Sears once seemed synonymous with downtown Chicago.

But the landmark skyscraper once called the Sears Tower name officially changed its name in 2009. Now, Sears may disappear from Illinois entirely. A tax-incentive agreement with the state expires next year, and parent company Sears Holding Corp. is exploring the possibility of relocation.

“We do owe it to our associates and shareholders to consider options and alternatives and intend to be very thoughtful and thorough in our deliberations,” spokesperson Kimberly Freely told the Akron Beacon Journal. Changing Gears reporter Niala Boodhoo examined the future of Sears in March.

Sears has been around since 1893. (Niala Boodhoo)

Today, multiple reports indicate Ohio may in contention to land the company and its 6,000 jobs. That’s a problem, according to Midwest economic expert Richard C. Longworth, who lamented the inter-state poaching of cornerstone businesses yesterday on Urbanophile.

“It would seem impossible for Midwestern states to get any sillier and more irrelevant, but they’re trying,” he writes. He says states should find competitors overseas, not among each other.

In a related note, our partner Michigan Radio reported today Ford will create 300 new jobs … in India.

Elsewhere across the Midwest:

The Detroit Food Policy Council is holding its first conference this week, and a writer for The New York Times believes that local food movements and urban gardens can be a central part of self-reliance and growth in the Motor City. Likewise, a food cooperative in the Mahoning Valley is strengthening the relationship between local growers and restaurants.

Our partner WBEZ.org in Chicago reports today the Illinois Supreme Court could soon decide the fate of $31 billion earmarked for infrastructure construction. A lawsuit contends the way the bill is funded violates the state’s constitution.

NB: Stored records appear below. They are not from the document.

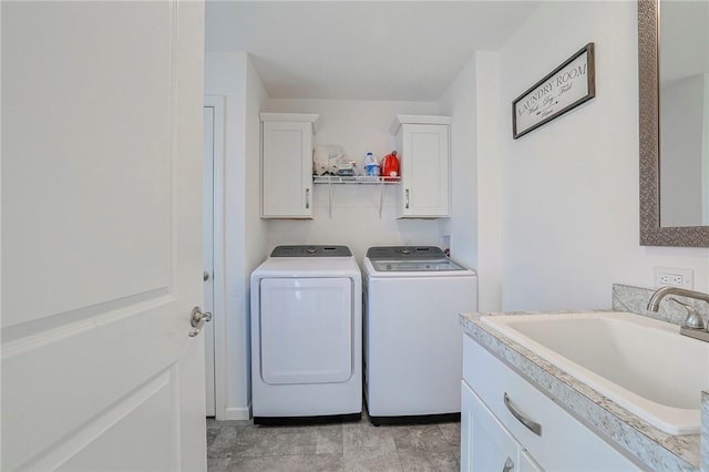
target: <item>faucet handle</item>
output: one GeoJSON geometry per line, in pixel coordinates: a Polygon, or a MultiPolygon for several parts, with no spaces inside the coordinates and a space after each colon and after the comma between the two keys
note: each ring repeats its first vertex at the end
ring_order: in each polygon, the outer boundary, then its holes
{"type": "Polygon", "coordinates": [[[699,311],[697,311],[697,308],[684,301],[679,301],[675,297],[670,297],[669,299],[687,309],[687,318],[685,318],[685,324],[682,325],[685,328],[705,329],[705,322],[701,319],[701,315],[699,315],[699,311]]]}

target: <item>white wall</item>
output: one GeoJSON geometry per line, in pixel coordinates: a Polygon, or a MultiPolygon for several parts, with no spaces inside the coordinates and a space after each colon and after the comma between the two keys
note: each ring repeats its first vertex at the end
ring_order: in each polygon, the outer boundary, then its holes
{"type": "MultiPolygon", "coordinates": [[[[320,127],[315,145],[337,144],[360,162],[367,152],[378,160],[394,150],[389,127],[397,114],[438,114],[438,103],[345,100],[269,100],[269,112],[318,113],[320,127]]],[[[287,244],[342,244],[358,260],[370,246],[440,245],[438,219],[395,219],[395,188],[386,186],[379,216],[381,188],[372,185],[315,185],[314,219],[268,222],[270,248],[287,244]],[[332,193],[330,201],[329,193],[332,193]],[[331,202],[331,216],[329,215],[331,202]]]]}
{"type": "Polygon", "coordinates": [[[451,123],[451,257],[479,267],[477,260],[477,142],[475,60],[463,66],[441,96],[442,115],[451,123]]]}
{"type": "MultiPolygon", "coordinates": [[[[224,330],[217,330],[225,346],[226,410],[217,418],[249,418],[250,334],[249,275],[266,256],[266,224],[258,217],[259,146],[258,111],[266,93],[245,53],[205,54],[205,95],[225,98],[224,239],[226,307],[224,330]]],[[[217,342],[218,345],[218,342],[217,342]]],[[[217,386],[219,388],[219,386],[217,386]]]]}
{"type": "Polygon", "coordinates": [[[475,65],[481,309],[607,308],[612,284],[653,287],[655,266],[709,289],[709,249],[638,245],[635,2],[543,2],[475,65]],[[512,140],[512,100],[592,41],[596,98],[512,140]]]}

Photo courtesy of Ohio Public Radio.

A poll conducted by Quinnipiac University reveals a majority of Ohio residents want to see SB5 repealed, according to Ideastream. Respondents said they oppose the law’s provisions barring strikes and preventing health-care negotiations, but they support other parts of the bill. Here is some background about SB5.


Under Gov. Rick Snyder, the Michigan Economic Development Corp. will stop touting ‘indirect’ job-creation numbers, according to the Kalamazoo Gazette.